The sound of one ball boucing drives our British neighbour bonkers. An elderly widow, she is generally a nice person to share a property line with. Every year she gives us a bag of candy bars at Halloween and a box of English crackers at Christmas.
However, when our boys play basketball and the ball bounces over the fence, she swoops out her sliding glass doors, like an owl pouncing on a mouse, and confiscates the ball. Under cover of darkness, she throws it back, aiming at the compost heap. It’s like we’re living in a Roald Dahl book.
She’s repeatedly told our boys to stop playing because she can’t stand the bouncing, and we’ve told her the kids have a right to play in their own driveway. Her rejoinder? “I never let my kiddies have a netball hoop because I assumed it would bother the people who then lived in your house.” Irrelevant, Your Honor. She shows no other signs of mental diminishment.

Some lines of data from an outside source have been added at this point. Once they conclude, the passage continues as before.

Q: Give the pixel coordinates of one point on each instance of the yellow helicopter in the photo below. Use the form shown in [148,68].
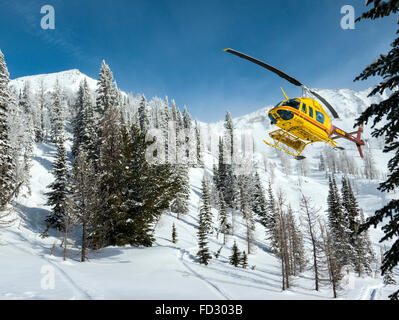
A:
[302,121]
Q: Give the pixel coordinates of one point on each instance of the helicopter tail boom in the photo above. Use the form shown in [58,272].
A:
[351,136]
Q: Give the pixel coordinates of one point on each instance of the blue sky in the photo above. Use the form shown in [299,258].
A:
[175,47]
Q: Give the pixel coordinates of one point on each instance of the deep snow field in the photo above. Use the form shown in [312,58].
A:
[167,270]
[29,263]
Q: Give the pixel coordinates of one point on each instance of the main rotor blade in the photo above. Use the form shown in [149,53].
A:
[267,66]
[332,110]
[284,76]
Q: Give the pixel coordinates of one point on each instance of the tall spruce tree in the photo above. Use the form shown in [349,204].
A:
[235,257]
[7,166]
[259,204]
[60,188]
[224,225]
[387,67]
[86,198]
[181,201]
[338,224]
[363,253]
[143,116]
[206,209]
[205,224]
[309,215]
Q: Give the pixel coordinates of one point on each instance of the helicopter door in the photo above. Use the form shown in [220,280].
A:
[311,112]
[304,108]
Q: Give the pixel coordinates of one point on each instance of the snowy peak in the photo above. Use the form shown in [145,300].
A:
[69,80]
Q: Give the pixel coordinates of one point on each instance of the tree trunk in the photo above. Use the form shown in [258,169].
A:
[84,241]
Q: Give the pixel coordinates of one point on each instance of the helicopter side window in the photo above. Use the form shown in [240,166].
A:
[293,103]
[278,104]
[311,112]
[320,117]
[304,108]
[285,114]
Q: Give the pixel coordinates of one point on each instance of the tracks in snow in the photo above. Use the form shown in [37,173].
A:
[371,293]
[76,289]
[210,284]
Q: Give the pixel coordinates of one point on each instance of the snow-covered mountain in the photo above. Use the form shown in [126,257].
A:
[68,80]
[170,271]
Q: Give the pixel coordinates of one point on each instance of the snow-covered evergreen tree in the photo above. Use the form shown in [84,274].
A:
[60,189]
[174,234]
[86,197]
[106,93]
[259,204]
[224,225]
[7,166]
[339,225]
[143,116]
[387,67]
[205,224]
[206,209]
[181,202]
[235,257]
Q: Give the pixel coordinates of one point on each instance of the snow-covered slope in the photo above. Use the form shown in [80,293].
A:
[167,270]
[68,80]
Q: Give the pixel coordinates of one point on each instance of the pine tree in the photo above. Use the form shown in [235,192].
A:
[200,160]
[339,225]
[84,123]
[7,165]
[57,121]
[259,204]
[332,257]
[363,253]
[174,234]
[244,260]
[245,195]
[386,66]
[235,256]
[41,134]
[107,167]
[310,217]
[205,225]
[181,202]
[229,126]
[270,218]
[106,93]
[224,225]
[296,246]
[143,117]
[60,189]
[86,198]
[206,210]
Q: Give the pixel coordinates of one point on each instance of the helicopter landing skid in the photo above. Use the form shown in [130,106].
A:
[285,138]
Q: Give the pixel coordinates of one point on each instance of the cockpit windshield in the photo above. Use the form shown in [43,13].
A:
[293,103]
[279,104]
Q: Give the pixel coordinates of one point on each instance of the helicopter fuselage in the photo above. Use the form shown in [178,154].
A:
[303,118]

As Chris says, this is a monomania.
Recently, we invited our nervous neighbor to a pow-wow over a cup of tea. “Listen,” I said. “I know basketball bothers you, but it’s not going to go away, so what can we do to make the situation better? Can you let us know when you’re leaving home to run errands?” She pooh-poohed this with a breezy hand flap: “Boys will be boys, they’re very noisy, you know” and went off in another conversational direction, never to return.
On Saturday the boys were playing basketball when they saw their nemesis standing across the fence, holding aloft a small silver box: “I’m tape recording you.”
As the Brits would say, has she gone barking mad?